VRRP provides the most cost-effective and efficient mechanism in providing resilience on the content switches. What is required, however, is that any failure of any device should not bring the network down. VRRP allows for a failure of a device to not adversely impact performance. However, when using content switches, the need to ensure that the sessions flow through the same switch is important based on the fact that it is a session-aware switch. Therefore, while we build redundancy into our networks and a single link failure will not bring the network down, sometimes we can have an asymmetric flow of sessions. In a content switch, this is acceptable, but often the need to ensure that a switch will perform both ingress and egress forwarding is important.

Tracking allows this to happen. Tracking is a mechanism that actively changes the priorities of the VRRP instances. This allows all traffic for that VRRP instance to traverse a single switch. This ensures that troubleshooting, logging, and performance are increased, as link flapping or a random irregular connection does not cause the switches to continually swap priorities. If we look at Figure 9-18, we can see that a failure of a link will force the flow of traffic across the interswitch link. With tracking enabled, this failure would have caused all traffic for that VRRP instance to traverse a single switch.
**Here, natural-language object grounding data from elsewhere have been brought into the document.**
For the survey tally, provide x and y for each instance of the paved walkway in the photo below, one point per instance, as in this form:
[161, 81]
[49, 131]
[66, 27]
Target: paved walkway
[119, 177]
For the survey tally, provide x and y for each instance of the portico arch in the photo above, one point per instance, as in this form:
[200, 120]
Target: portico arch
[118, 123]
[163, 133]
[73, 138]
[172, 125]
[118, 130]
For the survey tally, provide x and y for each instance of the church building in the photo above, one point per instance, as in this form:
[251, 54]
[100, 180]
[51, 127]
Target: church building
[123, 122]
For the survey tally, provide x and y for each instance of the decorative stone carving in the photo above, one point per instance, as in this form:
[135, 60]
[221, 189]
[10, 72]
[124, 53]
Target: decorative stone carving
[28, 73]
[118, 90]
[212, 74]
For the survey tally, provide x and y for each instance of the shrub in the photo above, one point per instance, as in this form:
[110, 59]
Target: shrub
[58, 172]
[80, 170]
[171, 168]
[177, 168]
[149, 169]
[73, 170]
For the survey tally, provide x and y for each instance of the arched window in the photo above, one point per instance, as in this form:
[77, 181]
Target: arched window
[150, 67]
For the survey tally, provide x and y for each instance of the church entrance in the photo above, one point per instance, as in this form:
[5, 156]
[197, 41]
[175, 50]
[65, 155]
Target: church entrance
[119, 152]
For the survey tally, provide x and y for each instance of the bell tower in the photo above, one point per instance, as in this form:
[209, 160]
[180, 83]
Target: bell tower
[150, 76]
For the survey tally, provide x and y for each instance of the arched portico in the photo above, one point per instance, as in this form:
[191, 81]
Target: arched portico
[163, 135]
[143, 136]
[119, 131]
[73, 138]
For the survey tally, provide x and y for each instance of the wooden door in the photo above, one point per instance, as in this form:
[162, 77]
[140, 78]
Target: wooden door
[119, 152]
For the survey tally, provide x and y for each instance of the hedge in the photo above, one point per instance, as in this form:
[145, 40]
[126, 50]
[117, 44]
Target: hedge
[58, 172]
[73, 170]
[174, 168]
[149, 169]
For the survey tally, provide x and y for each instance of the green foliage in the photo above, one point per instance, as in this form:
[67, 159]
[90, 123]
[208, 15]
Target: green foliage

Figure 9-18. VRRP and tracking.

graphics/09fig18.gif

Setting tracking is specific to each design, as there are different parameters that can be tracked, from Physical layer failures to Layer 4 failures. The only real way to test any installation is to actively test what occurs on a failure of each device, and then document and monitor the outcome. By doing this, the best method of tracking can be configured for that particular design.